Let's start by exploring the async
+ await
use case.
Task.async/1
spawns a new task, similarly to spawn/1
. Instead of sending messages back and forth, you can use Task.await/1
to collect the value returned by the spawned task.
task =
Task.async(fn ->
Process.sleep(1000)
IO.puts("Expensive computation is done!")
Enum.random(1..100)
end)
IO.puts("Running task...")
Task.await(task)
Task.yield/2
is similar to Task.await/1
, but it returns nil
if the task doesn't return a value within the specified timeout (Task.await/1
exits instead).
task =
Task.async(fn ->
Process.sleep(1000)
IO.puts("Expensive computation is done!")
Enum.random(1..100)
end)
Task.yield(task, _timeout = 5000)
As you can see, if the task returns in time, Task.yield/2
returns {:ok, result}
. Let's see what happens if the task doesn't return in time, instead:
task =
Task.async(fn ->
Process.sleep(1000)
IO.puts("Expensive computation is done!")
Enum.random(1..100)
end)
Task.yield(task, _timeout = 500)
Task.yield/2
returns nil
, but after a while the task seems to still print something. That's because Task.yield/2
"peeks" into whether the task finished, but doesn't shut the task down in case it hasn't finished. To stop the task, we can use Task.shutdown/1
.
Task.yield/2
and Task.shutdown/1
are often combined to implement the use case when you need a computation to be bound by time. It goes something like this:
- Start the computation
- Do some other work on the side
- When you're ready, check the result of the task with
Task.yield/2
. - If the task does not complete within the timeout, shut down the task.
Task.shutdown/1
also takes care of race conditions, which can happen in case the task completes right as we are telling it to shut down.
task =
Task.async(fn ->
Process.sleep(1000)
IO.puts("Expensive computation is done!")
Enum.random(1..100)
end)
IO.puts("Running task...")
Task.yield(task, 500) || Task.shutdown(task)
Task
provides the most underrated function (IMO) in all of Elixir's standard library: Task.async_stream/3
. It takes an enumerable and a function, and returns a stream that maps the function over the enumerable in parallel.
stream =
Task.async_stream([200, 100, 400], fn timeout ->
Process.sleep(timeout)
IO.puts("Slept for #{timeout} ms")
timeout * 2
end)
Enum.to_list(stream)
Seems like nothing special, right? Well, it is!
async_stream
's coolest feature is that it uses a bounded number of processes. You can control this number through the :max_concurrency
option, and it defaults to the number of cores on your machine. This feature is huge: our previous naive parallel-map implementation would spawn one process per element in the enumerable, regardless of the number of elements. Billions of processes? Not good. async_stream
will happily churn through infinite streams, using :max_concurrency
processes at a time.
async_stream
is also flexible. It accepts any enumerable as its input (including infinite streams) and returns itself an enumerable.

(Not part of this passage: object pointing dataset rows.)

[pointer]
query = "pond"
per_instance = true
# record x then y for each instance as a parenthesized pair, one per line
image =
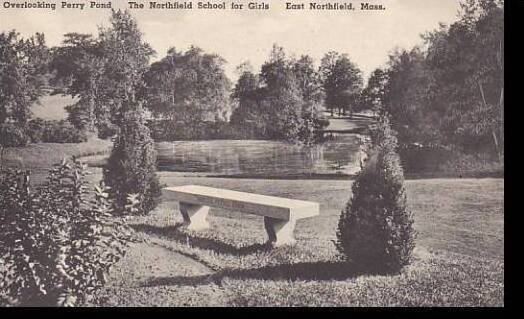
(258, 158)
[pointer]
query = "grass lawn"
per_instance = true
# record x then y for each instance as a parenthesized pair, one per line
(459, 259)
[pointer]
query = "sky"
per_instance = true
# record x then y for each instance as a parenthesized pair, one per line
(248, 35)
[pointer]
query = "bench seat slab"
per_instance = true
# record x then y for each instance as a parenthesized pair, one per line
(195, 216)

- If you want to perform a few requests to different services and then collect the results
- If you need a simple parallel mapping approach
- If you need to perform a computation in a limited timeframe and want to stop it if it times out
- When you want to spawn a computation in the background (
Task.start/1
), for something like side effects
If you're using Task.async_stream/1
and don't care about the ordering of results, use the ordered: false
option.
This is great for when you're using async_stream/1
to parallelize side-effects over a collection, for example. It's also useful when you're going to do something with the mapped collection that doesn't require ordering, like aggregating into a map.
print_after_timeout = fn timeout ->
Process.sleep(timeout)
IO.puts("Slept for #{timeout} ms")
timeout
end
[200, 100, 400]
|> Task.async_stream(print_after_timeout, ordered: false)
|> Enum.to_list()
As you can see, the results are returned in the order in which they finish computing, and not in the order of the original list.
The documentation for Task.yield/2
has a great code snippet to use when you need to perform a time-capped computation.
task =
Task.async(fn ->
Process.sleep(Enum.random(499..501))
IO.puts("Done!")
end)
case Task.yield(task, 500) || Task.shutdown(task) do
{:ok, result} -> result
nil -> :timeout
end
Before talking about GenStage, Broadway, and Flow, I want to stress the importance of async_stream
. I've seen many cases of solutions that used GenStage or Flow that were essentially overengineered async_stream
s. async_stream
has some limitations, but combining the bounded number of processes, the optional ordering, and the fact that it processes lazy streams makes it a great choice in many situations.